Breakfast with dad for his birthday
Went out for an early breakfast with my dad and siblings this morning at the local truck stop. This event has become an annual event that I have started to look forward to.
Mom was not there, although I asked her if she would join us. She told me, when she is there, dad will let her do most of the talking so she wanted to stay home and not take away from his special day.
Growing up, dad, by his own admission was a workaholic and was not present for most of our growing up years. Not until I was in my 40’s did dad begin an annual ritual where he would take each of the kids out, one on one, for a birthday breakfast. At some point, the idea came to us that wouldn’t it be fun to take him out on his birthday…and the rest is history.
This whole birthday get together did not start until dad was in his 70’s.
There is definitely a life lesson there for me…it is never to late to reverse longstanding inter personal family life patterns. What it takes is a good dose of humility, and courage to be the first person to make a move. In my case, it was my dad who first moved out of his comfort zone. That’s not saying there wasn’t a fair amount of dead air those first several birthdays..we didn’t have a lot to talk about except work, which ended up being mostly what we talked about. 🙂
This morning’s breakfast was definitely the best one yet for me. The youngest one of my siblings is now well into her 40’s…most of our children have graduated high school…all except for one nephew.
I am the first-born, my oldest will turn 35 in a couple of weeks, so I am a few miles ahead of the rest of my siblings.
One of the things I enjoy hearing is the parenting questions/ struggles of my siblings.
“Enjoy” is a relative word.
I coul write several dozen blog posts on those years that we navigated those teen through late 20’s years. I told someone recently, it was like being lost in the Amazon jungle for 15 years, not sure where we were most of the time, hacking my way through dense undergrowth, one challenge after another…until one day..we finally came into a clearing…
The whole parenting gig changed me. It broke me in some areas. I have a much more healthy concept of my role in their lives as adults.
I am their peer.
I work really hard at NOT putting pressure on any of their choices.
A controlling parent of an adult child is an ass.
He or she needs to learn how to back off.
I’ve always tried to see parenting as me trying to work myself out of a job.
Like the eagle that stirs the nest (ie. kicks their baby out of the nest so it is forced to learn to fly.)
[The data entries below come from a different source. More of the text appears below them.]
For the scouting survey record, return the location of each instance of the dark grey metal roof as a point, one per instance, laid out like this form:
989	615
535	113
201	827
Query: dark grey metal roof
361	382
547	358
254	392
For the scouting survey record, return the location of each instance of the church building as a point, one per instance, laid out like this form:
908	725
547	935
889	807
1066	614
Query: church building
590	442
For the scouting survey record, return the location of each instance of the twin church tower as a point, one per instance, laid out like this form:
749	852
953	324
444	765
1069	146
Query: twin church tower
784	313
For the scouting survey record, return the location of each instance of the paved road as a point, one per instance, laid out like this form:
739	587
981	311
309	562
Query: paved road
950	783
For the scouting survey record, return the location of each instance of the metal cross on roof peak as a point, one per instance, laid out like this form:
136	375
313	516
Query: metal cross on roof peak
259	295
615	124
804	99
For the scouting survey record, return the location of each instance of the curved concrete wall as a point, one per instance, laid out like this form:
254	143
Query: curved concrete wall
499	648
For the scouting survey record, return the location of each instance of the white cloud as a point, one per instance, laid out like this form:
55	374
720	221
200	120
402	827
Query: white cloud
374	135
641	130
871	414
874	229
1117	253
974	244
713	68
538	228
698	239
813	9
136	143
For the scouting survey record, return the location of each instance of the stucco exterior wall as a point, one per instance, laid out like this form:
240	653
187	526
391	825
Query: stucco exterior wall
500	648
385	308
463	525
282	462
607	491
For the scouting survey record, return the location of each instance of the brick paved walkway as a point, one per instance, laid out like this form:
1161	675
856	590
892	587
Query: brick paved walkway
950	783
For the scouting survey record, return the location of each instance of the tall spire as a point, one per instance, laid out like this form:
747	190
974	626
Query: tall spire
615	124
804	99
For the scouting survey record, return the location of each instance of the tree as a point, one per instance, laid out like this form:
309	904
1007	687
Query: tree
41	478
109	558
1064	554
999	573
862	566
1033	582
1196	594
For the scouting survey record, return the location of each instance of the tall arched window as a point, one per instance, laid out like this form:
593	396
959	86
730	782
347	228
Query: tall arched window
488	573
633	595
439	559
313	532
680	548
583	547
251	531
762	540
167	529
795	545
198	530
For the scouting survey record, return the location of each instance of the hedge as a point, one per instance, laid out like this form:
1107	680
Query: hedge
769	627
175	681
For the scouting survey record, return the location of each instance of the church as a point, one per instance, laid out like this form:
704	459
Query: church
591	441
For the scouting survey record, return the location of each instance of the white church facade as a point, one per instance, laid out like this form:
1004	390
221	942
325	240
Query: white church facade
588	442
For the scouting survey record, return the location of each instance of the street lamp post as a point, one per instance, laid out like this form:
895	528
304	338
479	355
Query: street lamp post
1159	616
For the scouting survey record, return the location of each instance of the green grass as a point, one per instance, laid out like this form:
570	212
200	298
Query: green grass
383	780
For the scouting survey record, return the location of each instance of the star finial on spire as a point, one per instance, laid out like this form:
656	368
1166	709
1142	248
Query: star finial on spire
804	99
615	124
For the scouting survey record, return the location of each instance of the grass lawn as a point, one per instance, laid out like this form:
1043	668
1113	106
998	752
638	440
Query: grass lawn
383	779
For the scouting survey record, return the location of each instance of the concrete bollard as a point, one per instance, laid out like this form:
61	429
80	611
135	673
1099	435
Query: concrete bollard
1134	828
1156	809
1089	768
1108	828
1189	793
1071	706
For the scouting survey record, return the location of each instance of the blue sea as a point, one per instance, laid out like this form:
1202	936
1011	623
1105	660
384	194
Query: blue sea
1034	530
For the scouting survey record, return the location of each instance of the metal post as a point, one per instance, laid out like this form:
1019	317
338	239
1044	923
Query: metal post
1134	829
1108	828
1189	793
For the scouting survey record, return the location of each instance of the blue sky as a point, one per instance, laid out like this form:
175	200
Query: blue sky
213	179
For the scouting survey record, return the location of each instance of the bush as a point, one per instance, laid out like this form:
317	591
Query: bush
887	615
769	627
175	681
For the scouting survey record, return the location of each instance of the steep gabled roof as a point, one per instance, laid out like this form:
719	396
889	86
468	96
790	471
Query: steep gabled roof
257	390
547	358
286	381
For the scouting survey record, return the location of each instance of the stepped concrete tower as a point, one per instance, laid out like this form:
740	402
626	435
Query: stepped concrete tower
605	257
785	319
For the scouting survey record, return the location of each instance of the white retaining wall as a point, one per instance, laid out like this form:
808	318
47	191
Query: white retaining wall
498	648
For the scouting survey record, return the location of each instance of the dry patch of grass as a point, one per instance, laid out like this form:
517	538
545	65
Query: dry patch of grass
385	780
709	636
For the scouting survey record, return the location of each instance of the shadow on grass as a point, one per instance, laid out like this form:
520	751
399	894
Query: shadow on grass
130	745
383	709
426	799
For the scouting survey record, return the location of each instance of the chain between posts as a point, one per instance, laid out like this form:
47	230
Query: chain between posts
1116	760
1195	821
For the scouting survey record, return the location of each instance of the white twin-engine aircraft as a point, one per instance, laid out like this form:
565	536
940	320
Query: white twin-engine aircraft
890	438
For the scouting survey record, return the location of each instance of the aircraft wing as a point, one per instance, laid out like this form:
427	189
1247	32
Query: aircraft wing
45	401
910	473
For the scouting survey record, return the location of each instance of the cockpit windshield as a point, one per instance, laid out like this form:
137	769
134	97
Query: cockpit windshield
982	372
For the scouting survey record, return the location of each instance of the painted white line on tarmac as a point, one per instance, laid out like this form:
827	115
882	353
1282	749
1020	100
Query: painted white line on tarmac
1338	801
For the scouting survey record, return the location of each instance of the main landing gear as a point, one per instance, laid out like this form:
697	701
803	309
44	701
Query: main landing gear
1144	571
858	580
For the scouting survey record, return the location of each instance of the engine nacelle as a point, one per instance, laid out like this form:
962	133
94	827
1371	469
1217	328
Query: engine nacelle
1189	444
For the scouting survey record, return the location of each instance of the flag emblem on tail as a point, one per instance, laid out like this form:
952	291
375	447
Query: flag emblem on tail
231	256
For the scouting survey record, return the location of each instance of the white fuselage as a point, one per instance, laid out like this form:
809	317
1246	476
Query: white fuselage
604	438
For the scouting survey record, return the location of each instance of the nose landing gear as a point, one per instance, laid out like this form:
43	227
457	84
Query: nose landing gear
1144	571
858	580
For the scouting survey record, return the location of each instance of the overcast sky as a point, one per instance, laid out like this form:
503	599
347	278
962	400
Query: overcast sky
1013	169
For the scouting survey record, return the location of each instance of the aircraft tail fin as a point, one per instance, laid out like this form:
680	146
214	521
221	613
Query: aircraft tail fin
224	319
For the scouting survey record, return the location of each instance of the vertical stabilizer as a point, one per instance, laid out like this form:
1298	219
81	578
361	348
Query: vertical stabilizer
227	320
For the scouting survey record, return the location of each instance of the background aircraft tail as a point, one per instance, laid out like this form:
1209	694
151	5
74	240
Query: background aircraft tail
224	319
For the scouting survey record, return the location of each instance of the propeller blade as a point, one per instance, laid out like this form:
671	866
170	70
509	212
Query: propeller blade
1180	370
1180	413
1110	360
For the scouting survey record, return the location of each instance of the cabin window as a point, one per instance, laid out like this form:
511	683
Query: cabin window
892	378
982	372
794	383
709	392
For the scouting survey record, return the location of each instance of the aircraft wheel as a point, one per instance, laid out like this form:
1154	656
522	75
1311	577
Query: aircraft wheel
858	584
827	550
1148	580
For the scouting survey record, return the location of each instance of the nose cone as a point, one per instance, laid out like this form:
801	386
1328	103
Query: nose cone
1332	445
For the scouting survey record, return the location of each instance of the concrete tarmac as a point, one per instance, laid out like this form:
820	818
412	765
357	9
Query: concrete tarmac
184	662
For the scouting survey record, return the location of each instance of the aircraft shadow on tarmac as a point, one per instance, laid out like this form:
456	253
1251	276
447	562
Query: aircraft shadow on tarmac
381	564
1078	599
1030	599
So sitting around 4 other parents who are at different phases of the process is really quite interesting…;.
And there @ the end of the table sits my dad, who has had to walk through the same process with each of us.
He did bring up the time he found me asleep in the cab of the combine, after a night of partying this morning at breakfast. 🙂
I laughed. So did the rest of them.
” Some of us got caught, and some of us didn’t.” said my sister.